X = [[x, t] for x in data["x"] for t in data["t"]]
X = hcat(X...);
y = reshape(real(data["usol"]), (1, length(data["usol"])))
idx = randperm!(collect(1:length(y)));
X_train = X[:, idx][:, 1:2000];
y_train = y[idx][1:2000];
dataset = [(X_train, y_train)];
model = Chain(Dense(2, 20, tanh),
Dense(20, 20, tanh),
Dense(20, 20, tanh),
Dense(20, 20, tanh),
Dense(20, 20, tanh),
Dense(20, 20, tanh),
Dense(20, 1))
ps = params(model);
loss(x, y) = mean((model(x).-y).^2)
opt = ADAM(0.002, (0.99, 0.999))
evalcb() = @show(loss(X_train, y_train))
@Flux.epochs 5000 Flux.train!(loss, ps, dataset, opt, cb = Flux.throttle(evalcb, 5))
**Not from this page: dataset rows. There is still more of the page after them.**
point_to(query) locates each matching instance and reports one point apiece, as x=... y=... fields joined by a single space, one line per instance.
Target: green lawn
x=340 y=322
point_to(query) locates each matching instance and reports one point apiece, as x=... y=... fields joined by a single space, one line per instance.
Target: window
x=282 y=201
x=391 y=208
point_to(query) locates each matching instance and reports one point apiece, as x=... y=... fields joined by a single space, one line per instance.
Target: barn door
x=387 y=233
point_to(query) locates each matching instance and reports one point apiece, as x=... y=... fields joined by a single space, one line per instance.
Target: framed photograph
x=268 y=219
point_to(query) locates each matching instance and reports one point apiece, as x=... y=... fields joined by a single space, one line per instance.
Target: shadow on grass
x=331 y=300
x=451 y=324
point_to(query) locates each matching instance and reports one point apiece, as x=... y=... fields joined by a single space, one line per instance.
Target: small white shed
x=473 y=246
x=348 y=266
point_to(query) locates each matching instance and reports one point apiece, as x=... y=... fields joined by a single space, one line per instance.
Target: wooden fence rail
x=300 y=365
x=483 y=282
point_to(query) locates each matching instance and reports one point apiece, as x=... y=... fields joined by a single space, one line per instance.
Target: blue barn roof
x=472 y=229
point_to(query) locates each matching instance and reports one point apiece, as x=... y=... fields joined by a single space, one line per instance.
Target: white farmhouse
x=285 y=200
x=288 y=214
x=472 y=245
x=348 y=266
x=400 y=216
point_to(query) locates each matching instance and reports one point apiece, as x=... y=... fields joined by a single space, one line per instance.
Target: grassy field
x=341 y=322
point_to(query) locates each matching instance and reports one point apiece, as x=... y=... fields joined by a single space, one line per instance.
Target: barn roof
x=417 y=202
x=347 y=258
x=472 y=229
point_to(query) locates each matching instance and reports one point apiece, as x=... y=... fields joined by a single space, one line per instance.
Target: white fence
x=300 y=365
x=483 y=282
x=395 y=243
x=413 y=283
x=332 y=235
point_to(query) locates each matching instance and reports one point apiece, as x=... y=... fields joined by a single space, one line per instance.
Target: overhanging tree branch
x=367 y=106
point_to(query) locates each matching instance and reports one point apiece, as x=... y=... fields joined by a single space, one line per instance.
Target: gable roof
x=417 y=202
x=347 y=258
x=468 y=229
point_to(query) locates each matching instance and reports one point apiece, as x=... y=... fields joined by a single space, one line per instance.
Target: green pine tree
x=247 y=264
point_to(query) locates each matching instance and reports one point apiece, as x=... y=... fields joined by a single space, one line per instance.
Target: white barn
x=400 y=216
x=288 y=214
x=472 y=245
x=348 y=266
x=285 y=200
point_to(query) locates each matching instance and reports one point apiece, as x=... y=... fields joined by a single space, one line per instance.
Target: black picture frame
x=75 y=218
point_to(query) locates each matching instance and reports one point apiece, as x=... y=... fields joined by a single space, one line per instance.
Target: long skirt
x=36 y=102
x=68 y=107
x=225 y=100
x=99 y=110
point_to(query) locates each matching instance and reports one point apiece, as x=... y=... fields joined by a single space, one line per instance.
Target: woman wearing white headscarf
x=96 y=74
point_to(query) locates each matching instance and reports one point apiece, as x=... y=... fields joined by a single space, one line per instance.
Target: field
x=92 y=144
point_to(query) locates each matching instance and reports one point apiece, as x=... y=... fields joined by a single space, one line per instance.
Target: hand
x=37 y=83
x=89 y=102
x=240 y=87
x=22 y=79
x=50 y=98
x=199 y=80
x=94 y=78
I copied my tensorflow code below (roughly, as it contains more extra stuff, but the basis is the same…). Basically, I don’t get why my model doesn’t train past 0.035 MSE; I just tried with significantly more layers and that doesn’t work either (in fact, the MSE is higher!) , so it’s not necessarily a tensorflow vs flux question.
with tf.name_scope("Neural_Network"):
X = data
for layer in np.arange(len(config['layers'])-2):
X = tf.layers.dense(X, units=config['layers'][layer+1], activation=tf.nn.tanh, kernel_initializer=tf.constant_initializer(config['initial_weights'][layer]), bias_initializer=tf.constant_initializer(config['initial_biases'][layer]))
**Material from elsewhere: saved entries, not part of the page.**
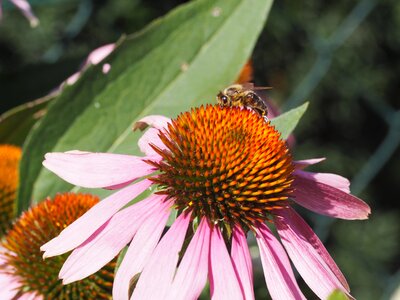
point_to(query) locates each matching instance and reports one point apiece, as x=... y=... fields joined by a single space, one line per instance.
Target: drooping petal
x=302 y=227
x=333 y=180
x=150 y=137
x=156 y=121
x=278 y=272
x=310 y=261
x=80 y=230
x=139 y=253
x=156 y=278
x=224 y=283
x=326 y=199
x=108 y=241
x=301 y=164
x=9 y=285
x=241 y=260
x=96 y=170
x=191 y=275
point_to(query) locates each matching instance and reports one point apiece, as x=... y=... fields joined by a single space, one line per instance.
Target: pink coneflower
x=23 y=273
x=10 y=157
x=224 y=173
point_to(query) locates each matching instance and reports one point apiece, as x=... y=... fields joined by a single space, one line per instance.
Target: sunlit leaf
x=16 y=123
x=177 y=62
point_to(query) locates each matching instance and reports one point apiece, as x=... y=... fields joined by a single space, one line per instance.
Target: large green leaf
x=177 y=62
x=16 y=123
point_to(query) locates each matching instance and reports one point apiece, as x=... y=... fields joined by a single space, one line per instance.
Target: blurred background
x=343 y=57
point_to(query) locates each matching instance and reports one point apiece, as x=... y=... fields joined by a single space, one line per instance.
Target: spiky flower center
x=225 y=163
x=36 y=227
x=9 y=161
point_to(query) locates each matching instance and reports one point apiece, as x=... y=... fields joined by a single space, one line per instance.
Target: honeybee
x=244 y=95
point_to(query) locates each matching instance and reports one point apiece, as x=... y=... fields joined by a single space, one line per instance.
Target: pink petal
x=333 y=180
x=322 y=198
x=80 y=230
x=29 y=296
x=150 y=137
x=191 y=275
x=108 y=241
x=241 y=260
x=156 y=278
x=26 y=10
x=156 y=121
x=278 y=272
x=223 y=281
x=305 y=231
x=301 y=164
x=96 y=170
x=106 y=68
x=312 y=264
x=139 y=253
x=9 y=286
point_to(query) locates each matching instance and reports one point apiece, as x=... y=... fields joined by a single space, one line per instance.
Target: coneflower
x=225 y=173
x=9 y=171
x=23 y=272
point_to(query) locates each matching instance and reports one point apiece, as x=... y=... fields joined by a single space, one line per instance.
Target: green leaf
x=337 y=295
x=16 y=123
x=288 y=121
x=177 y=62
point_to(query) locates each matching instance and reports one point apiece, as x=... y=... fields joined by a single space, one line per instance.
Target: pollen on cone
x=9 y=163
x=225 y=163
x=37 y=226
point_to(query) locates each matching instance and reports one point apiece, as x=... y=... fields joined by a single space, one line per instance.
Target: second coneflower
x=24 y=274
x=225 y=172
x=9 y=171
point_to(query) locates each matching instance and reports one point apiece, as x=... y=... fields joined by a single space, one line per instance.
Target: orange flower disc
x=225 y=163
x=37 y=226
x=9 y=163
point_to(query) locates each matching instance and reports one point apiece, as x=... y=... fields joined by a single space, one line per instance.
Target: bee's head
x=225 y=97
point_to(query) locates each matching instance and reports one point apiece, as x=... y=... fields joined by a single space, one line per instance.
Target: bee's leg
x=264 y=115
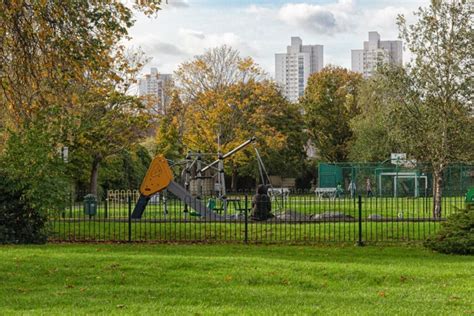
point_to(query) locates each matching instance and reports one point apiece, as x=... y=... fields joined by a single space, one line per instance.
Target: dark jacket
x=261 y=204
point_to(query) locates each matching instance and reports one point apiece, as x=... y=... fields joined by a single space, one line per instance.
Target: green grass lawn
x=233 y=279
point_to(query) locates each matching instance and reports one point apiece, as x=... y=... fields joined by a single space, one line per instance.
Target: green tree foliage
x=19 y=221
x=330 y=102
x=371 y=140
x=456 y=235
x=434 y=116
x=64 y=67
x=34 y=170
x=230 y=104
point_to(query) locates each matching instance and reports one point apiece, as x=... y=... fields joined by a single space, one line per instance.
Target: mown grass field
x=232 y=279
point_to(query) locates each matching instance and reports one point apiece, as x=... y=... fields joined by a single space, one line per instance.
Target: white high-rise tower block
x=293 y=68
x=376 y=52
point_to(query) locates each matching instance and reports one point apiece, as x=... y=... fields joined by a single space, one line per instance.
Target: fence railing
x=297 y=217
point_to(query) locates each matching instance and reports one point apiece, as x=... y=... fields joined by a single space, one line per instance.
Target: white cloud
x=196 y=42
x=178 y=3
x=257 y=10
x=322 y=19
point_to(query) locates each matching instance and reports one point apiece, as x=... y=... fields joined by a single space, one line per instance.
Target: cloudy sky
x=261 y=28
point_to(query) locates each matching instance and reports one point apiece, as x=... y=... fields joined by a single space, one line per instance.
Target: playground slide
x=158 y=178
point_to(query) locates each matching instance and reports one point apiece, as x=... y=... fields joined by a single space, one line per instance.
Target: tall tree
x=329 y=103
x=54 y=57
x=371 y=141
x=214 y=70
x=232 y=103
x=434 y=116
prediction = tf.layers.dense(inputs=X, units=config['layers'][-1], activation=None, kernel_initializer=tf.constant_initializer(config['initial_weights'][-1]), bias_initializer=tf.constant_initializer(config['initial_biases'][-1]))
MSE_costs = tf.reduce_mean(tf.square(target - prediction), axis=0)
and then just the standard ADAM optimizer and dataset input.
I can only conclude something is wrong with my code but I can’t figure out what…
Do you use the same initialization for weigths and biases (there is an initW and initb keyword argument for the Dense function, similar to the kernel_initializer of TF) and the same parameters for ADAM?
To debug I would also try to use the exact same training data, i.e. idx and consequentally X_train and y_train should be the same in Flux and TF.
Does y_train have the right dimensions? I would write X_train = X[:, idx[1:2000]]; y_train = y[:, idx[1:2000]].
It wont make a difference, but there is also Flux.mse that could be used instead of your custom MSE loss function.